‘Territory of Doubt’, oil on canvas, 2016, framed 64 x 64 cm (canvas size 60 x 60 cm)
The title of the painting refers to an area of uncertainty. It is a combination of two, unrelated, subjects which have been merged into one another. One is a scene from European cinema. The other from a reportage photograph showing a scene of devastation in Syria. One fact, one fiction. Both subjects are, however, in dangerous territory, both unsure of the outcome.
About the subjects:
The character, ‘Severine’ (subject of the film Belle du Jour, played by Catherine Deneuve) plays out sexual fantasies and leads a double life (potentially dangerous in a self-destructive way). The film is shot in a way that makes the audience question what is really happening and what she is just fantasising about.
The ambiguous ending is what the director (Luis Bunuel) describes as his own uncertainty, he has various endings in mind but can’t decide which to use therefore leaves it un-concluded.
He states ‘in life there are situations that don't end, that have no solution’.

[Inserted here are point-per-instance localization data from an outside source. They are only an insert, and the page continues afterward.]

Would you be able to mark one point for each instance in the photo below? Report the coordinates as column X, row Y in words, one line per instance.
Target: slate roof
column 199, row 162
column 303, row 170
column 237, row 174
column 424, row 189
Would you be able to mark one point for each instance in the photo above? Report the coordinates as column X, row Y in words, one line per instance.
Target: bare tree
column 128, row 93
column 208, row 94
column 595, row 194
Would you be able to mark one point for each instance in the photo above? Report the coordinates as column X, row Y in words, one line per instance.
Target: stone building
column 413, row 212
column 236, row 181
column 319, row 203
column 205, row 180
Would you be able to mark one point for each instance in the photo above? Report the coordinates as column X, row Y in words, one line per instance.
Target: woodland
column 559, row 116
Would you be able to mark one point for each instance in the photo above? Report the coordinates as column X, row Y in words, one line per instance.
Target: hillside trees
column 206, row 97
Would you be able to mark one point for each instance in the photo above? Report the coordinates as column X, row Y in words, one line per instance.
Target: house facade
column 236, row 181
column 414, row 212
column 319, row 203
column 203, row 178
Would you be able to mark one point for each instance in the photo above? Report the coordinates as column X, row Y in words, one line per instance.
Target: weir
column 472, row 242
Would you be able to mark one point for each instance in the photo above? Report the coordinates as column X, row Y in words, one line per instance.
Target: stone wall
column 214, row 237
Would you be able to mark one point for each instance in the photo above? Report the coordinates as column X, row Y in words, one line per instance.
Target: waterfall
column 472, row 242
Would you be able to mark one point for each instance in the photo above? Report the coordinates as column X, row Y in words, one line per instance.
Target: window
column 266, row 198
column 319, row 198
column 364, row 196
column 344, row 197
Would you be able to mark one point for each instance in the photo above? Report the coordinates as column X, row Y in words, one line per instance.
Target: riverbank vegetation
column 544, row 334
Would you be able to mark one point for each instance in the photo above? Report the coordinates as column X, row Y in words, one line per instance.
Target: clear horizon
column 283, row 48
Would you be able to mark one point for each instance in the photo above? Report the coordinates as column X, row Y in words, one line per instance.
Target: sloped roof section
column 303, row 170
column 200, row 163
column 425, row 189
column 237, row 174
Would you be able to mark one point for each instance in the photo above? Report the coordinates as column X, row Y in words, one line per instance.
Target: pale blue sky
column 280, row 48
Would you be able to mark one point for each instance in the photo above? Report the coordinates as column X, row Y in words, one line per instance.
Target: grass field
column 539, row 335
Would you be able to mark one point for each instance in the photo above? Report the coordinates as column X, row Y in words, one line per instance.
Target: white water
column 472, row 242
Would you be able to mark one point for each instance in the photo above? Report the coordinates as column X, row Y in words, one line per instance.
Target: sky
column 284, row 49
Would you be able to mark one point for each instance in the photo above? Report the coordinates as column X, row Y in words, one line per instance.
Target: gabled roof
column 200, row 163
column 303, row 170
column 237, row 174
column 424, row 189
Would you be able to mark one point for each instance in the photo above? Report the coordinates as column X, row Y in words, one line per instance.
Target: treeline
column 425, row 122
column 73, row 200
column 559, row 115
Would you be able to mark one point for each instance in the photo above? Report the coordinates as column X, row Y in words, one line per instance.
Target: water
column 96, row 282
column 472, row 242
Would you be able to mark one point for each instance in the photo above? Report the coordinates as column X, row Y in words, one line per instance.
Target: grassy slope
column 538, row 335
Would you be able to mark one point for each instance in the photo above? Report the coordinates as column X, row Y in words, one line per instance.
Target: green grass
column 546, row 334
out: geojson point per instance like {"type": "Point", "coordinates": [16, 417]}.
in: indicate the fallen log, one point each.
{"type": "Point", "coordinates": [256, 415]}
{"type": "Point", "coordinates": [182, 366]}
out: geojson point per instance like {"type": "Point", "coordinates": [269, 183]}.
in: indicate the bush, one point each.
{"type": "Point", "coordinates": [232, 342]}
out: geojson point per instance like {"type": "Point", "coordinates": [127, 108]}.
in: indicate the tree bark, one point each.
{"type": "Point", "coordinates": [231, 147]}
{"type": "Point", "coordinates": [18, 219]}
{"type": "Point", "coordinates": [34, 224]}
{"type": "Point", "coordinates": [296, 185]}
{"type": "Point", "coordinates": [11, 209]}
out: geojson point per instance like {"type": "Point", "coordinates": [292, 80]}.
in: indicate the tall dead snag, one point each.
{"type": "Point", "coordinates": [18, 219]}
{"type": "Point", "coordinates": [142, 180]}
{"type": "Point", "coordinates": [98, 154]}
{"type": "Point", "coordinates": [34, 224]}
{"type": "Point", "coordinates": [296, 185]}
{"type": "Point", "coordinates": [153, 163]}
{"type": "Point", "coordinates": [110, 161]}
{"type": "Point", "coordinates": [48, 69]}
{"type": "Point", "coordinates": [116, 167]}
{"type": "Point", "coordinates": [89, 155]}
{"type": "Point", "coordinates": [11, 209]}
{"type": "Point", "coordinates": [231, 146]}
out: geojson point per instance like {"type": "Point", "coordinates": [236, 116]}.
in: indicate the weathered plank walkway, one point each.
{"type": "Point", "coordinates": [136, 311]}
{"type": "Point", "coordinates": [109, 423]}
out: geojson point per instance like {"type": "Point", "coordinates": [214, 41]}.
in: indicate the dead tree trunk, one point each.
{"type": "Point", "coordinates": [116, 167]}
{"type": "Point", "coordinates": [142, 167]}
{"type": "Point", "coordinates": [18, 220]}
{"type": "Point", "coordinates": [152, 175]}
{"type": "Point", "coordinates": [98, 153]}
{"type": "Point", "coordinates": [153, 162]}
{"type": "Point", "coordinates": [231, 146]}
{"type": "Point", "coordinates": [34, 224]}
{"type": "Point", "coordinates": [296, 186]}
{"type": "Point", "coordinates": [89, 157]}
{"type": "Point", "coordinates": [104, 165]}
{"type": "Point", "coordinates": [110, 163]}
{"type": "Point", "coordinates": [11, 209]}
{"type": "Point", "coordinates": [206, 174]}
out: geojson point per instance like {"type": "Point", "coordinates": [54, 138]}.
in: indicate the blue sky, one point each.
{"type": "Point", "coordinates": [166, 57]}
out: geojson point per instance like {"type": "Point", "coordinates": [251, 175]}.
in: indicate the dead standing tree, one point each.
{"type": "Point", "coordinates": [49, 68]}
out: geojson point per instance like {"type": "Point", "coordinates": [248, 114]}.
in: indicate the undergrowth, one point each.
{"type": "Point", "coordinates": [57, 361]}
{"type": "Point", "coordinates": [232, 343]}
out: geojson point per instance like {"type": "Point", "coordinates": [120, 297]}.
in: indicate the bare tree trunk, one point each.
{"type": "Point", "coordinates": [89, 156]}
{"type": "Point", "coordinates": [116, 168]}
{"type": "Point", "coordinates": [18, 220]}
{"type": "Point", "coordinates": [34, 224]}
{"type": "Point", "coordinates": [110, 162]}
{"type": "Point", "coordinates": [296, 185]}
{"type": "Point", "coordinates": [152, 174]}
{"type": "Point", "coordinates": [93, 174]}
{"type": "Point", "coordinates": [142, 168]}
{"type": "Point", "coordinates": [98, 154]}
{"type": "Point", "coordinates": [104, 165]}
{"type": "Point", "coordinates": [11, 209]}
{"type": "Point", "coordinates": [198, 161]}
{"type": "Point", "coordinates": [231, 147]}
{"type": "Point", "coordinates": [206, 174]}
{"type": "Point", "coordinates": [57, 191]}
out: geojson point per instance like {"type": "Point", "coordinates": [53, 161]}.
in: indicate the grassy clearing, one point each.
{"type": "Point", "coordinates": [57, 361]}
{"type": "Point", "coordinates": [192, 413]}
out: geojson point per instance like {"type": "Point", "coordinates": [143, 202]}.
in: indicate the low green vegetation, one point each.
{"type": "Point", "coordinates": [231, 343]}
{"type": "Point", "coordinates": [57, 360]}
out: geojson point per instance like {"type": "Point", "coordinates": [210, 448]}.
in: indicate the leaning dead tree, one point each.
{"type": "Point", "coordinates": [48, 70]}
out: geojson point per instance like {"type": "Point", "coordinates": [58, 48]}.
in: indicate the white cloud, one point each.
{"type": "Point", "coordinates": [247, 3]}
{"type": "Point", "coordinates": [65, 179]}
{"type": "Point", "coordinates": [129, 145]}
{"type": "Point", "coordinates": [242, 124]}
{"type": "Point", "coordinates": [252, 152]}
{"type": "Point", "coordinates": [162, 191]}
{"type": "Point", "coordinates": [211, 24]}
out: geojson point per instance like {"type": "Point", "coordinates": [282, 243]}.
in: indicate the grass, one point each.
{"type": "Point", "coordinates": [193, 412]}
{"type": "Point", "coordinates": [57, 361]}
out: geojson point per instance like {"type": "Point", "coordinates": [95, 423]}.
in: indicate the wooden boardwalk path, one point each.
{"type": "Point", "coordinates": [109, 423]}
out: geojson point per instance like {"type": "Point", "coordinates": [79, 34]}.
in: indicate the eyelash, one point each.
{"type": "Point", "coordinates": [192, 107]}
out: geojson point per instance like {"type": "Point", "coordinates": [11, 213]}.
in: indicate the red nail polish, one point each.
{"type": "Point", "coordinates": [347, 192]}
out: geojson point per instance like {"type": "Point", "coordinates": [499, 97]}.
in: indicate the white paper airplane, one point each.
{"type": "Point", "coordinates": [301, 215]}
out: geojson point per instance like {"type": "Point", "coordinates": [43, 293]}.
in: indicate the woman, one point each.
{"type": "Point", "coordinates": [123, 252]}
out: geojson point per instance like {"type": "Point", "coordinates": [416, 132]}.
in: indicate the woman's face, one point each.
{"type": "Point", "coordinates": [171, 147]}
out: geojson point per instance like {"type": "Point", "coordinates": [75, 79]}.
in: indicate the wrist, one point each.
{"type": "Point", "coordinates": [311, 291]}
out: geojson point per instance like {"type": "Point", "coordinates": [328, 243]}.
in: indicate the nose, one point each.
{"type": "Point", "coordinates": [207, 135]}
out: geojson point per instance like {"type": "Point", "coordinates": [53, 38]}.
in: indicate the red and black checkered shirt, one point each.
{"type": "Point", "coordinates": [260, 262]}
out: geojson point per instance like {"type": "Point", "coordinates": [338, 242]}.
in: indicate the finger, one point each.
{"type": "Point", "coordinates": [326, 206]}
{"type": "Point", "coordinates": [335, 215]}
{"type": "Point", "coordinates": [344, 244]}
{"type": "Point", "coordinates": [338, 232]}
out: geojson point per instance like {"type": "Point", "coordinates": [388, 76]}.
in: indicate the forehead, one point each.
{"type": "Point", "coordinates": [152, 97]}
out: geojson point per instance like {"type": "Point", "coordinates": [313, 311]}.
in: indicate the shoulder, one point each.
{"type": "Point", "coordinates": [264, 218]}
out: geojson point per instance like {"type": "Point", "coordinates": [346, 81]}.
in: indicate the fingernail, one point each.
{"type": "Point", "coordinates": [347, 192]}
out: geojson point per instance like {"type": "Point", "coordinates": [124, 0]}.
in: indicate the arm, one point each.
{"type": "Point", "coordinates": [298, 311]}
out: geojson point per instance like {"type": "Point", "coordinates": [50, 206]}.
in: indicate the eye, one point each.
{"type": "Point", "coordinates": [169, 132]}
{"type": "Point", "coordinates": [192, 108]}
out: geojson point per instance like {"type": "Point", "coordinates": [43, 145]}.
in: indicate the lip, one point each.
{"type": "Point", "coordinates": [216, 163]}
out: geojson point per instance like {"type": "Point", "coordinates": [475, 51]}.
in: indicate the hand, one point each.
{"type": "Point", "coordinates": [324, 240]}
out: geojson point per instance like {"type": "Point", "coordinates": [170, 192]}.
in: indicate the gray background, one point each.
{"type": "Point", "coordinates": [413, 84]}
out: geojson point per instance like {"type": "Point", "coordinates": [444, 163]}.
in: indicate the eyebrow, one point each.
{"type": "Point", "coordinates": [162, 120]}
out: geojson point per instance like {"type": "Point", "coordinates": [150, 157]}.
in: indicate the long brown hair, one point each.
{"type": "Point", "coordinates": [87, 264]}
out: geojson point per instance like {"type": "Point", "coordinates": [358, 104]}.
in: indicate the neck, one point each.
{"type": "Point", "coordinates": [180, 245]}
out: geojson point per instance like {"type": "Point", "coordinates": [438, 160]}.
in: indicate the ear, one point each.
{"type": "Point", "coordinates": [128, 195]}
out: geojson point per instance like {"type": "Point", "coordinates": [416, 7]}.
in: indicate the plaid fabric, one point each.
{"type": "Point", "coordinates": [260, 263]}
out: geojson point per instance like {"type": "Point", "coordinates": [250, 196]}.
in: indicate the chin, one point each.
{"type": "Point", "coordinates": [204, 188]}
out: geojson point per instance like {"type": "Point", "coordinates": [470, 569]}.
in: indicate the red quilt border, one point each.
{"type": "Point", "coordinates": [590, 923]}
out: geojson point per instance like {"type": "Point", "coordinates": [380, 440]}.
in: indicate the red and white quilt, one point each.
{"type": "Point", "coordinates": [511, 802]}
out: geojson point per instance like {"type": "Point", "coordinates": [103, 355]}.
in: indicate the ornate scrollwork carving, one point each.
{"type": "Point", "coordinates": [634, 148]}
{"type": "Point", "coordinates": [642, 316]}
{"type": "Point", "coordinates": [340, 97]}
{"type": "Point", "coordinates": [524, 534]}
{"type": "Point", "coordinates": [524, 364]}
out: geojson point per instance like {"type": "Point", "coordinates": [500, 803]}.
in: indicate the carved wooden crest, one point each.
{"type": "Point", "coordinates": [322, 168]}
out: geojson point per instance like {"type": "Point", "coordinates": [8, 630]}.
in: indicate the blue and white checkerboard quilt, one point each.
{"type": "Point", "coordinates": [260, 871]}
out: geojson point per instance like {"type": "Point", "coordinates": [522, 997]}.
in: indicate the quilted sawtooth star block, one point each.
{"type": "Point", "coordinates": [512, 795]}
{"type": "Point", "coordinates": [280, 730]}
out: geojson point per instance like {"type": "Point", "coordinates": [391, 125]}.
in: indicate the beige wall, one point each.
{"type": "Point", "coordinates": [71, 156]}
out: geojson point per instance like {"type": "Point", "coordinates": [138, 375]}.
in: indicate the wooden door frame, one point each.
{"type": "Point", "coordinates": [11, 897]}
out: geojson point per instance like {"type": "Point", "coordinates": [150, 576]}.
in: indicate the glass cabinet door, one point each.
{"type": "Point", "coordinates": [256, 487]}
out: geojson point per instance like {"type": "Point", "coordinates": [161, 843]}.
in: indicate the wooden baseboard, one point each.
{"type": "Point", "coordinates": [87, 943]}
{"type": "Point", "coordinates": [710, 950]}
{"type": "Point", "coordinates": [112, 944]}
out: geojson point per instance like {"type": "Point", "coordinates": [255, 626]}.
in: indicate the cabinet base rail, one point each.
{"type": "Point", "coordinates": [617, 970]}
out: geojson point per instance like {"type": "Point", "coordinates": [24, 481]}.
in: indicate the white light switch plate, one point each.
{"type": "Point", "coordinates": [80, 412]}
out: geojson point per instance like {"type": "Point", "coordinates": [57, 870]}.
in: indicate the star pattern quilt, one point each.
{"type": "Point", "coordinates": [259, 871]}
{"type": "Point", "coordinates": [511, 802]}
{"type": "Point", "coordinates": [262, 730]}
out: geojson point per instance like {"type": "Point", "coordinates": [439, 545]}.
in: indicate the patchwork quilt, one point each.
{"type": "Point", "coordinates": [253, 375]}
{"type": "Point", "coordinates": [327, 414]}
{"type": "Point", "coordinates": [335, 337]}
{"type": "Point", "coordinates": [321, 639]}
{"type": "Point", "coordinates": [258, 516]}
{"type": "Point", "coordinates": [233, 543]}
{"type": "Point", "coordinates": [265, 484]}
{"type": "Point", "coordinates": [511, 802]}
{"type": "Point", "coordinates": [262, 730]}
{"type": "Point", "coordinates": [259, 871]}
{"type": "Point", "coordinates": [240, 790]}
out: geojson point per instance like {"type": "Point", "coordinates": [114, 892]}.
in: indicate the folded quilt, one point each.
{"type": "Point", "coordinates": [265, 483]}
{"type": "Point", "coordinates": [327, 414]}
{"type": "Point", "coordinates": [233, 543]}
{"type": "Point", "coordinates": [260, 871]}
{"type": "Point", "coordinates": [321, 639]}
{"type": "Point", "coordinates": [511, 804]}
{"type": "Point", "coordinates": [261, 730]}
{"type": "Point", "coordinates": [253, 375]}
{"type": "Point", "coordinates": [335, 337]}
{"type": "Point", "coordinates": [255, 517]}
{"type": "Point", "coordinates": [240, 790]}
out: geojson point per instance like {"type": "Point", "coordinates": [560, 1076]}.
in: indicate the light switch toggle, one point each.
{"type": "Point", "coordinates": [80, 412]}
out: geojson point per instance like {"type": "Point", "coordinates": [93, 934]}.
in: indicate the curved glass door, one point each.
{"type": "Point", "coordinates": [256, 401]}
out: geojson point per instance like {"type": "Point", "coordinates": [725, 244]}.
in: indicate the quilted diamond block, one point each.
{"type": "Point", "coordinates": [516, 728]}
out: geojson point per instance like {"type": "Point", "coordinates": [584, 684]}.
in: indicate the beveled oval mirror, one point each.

I thought this was an appropriate quote, not only in relation to the film’s ending, but also for the never-ending war zone Syria has become. There is no specific answer for either story.
In the composition the image of devastation becomes almost an abstraction in the background, the figure looks as if she is at once holding on and pushing away, whilst literally fading into it. The painted surface is built up with a palette knife, representing the muted colours of rubble.